Pathology
Dystrophin deficiency has been definitively established as one of the root causes of the general class of myopathies collectively referred to as muscular dystrophy. The large cytosolic protein was first identified in 1987 by Louis M. Kunkel, after the 1986 discovery of the mutated gene that causes Duchenne muscular dystrophy (DMD) .

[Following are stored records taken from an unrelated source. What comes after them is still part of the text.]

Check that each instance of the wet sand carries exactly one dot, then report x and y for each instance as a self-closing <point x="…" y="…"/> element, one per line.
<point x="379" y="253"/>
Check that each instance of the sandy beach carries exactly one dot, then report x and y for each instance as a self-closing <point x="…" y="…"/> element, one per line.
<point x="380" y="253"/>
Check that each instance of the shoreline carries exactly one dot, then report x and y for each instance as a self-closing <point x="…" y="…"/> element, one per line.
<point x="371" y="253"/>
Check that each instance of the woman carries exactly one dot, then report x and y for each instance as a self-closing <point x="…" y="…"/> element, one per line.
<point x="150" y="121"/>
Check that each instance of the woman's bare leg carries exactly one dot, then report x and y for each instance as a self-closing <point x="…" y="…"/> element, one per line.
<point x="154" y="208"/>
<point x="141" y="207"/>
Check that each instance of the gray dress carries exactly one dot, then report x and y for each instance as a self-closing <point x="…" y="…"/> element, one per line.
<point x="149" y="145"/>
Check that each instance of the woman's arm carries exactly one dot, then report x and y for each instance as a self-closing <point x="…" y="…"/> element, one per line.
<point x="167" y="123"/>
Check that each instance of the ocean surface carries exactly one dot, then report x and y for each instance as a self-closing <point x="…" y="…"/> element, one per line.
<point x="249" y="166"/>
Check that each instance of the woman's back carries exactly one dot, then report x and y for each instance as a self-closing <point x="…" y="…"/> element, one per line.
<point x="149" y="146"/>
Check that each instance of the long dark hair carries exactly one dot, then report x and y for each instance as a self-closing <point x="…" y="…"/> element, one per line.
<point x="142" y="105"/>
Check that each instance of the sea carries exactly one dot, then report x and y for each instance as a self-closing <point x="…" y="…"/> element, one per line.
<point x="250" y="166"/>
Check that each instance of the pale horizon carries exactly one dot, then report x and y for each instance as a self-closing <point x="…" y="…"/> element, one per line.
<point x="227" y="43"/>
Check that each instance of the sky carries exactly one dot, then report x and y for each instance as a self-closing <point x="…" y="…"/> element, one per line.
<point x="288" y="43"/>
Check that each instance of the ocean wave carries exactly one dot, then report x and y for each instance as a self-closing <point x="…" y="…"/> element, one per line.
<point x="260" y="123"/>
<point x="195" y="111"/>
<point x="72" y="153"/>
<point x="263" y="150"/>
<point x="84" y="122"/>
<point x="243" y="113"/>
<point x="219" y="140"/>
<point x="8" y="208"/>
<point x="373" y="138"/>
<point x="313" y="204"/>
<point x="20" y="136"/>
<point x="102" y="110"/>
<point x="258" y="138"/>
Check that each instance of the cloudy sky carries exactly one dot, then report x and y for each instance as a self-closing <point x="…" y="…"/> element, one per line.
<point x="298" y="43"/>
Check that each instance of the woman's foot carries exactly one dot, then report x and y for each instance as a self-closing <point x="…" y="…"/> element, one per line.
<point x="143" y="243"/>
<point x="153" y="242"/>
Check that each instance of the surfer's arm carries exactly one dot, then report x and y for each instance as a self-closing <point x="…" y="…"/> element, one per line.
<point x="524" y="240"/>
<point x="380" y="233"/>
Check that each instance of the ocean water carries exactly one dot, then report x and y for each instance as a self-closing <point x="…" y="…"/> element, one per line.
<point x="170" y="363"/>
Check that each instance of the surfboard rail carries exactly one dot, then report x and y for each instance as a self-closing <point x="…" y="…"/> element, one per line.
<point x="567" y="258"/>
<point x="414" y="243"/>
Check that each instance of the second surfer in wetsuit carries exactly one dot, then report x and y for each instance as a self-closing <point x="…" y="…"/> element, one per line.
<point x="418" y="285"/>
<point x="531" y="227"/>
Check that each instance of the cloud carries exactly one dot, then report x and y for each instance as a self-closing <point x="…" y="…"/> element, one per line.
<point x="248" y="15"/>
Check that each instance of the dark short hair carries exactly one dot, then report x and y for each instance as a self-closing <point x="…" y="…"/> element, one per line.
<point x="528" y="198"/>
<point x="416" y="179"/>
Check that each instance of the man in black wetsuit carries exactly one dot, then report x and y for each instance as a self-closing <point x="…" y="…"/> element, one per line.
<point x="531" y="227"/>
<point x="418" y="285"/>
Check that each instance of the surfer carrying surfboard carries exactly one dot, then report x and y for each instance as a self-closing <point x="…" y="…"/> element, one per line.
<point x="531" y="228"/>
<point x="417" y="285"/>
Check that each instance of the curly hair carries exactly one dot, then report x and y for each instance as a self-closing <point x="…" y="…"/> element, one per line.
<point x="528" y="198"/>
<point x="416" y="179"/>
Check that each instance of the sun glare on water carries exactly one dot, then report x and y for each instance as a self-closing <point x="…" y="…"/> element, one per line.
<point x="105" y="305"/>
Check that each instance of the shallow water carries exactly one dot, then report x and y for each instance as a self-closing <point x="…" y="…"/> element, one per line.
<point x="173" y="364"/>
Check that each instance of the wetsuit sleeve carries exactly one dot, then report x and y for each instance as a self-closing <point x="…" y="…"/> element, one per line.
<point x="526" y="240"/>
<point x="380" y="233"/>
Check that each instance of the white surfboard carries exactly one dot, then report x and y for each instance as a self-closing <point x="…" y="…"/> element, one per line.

Normal skeletal muscle tissue contains only small amounts of dystrophin (about 0.002% of total muscle protein), but its absence (or abnormal expression) leads to the development of a severe and currently incurable constellation of symptoms most readily characterized by several aberrant intracellular signaling pathways that ultimately yield pronounced myofiber necrosis as well as progressive muscle weakness and fatigability. Most DMD patients become wheelchair-dependent early in life, and the gradual development of cardiac hypertrophy—a result of severe myocardial fibrosis—typically results in premature death in the first two or three decades of life. Mutations in the dystrophin gene that lead to the production of less defective, but still only partially functional dystrophin protein, result in a display of a much milder dystrophic phenotype in affected patients, resulting in the disease known as Becker's muscular dystrophy (BMD). In some cases the patient's phenotype is such that experts may decide differently on whether a patient should be diagnosed with DMD or BMD. The theory currently most commonly used to predict whether a mutation will result in a DMD or BMD phenotype, is the reading frame rule.
Though its role in airway smooth muscle is not well established, recent research indicates that dystrophin along with other subunits of dystrophin glycoprotein complex is associated with phenotype maturation.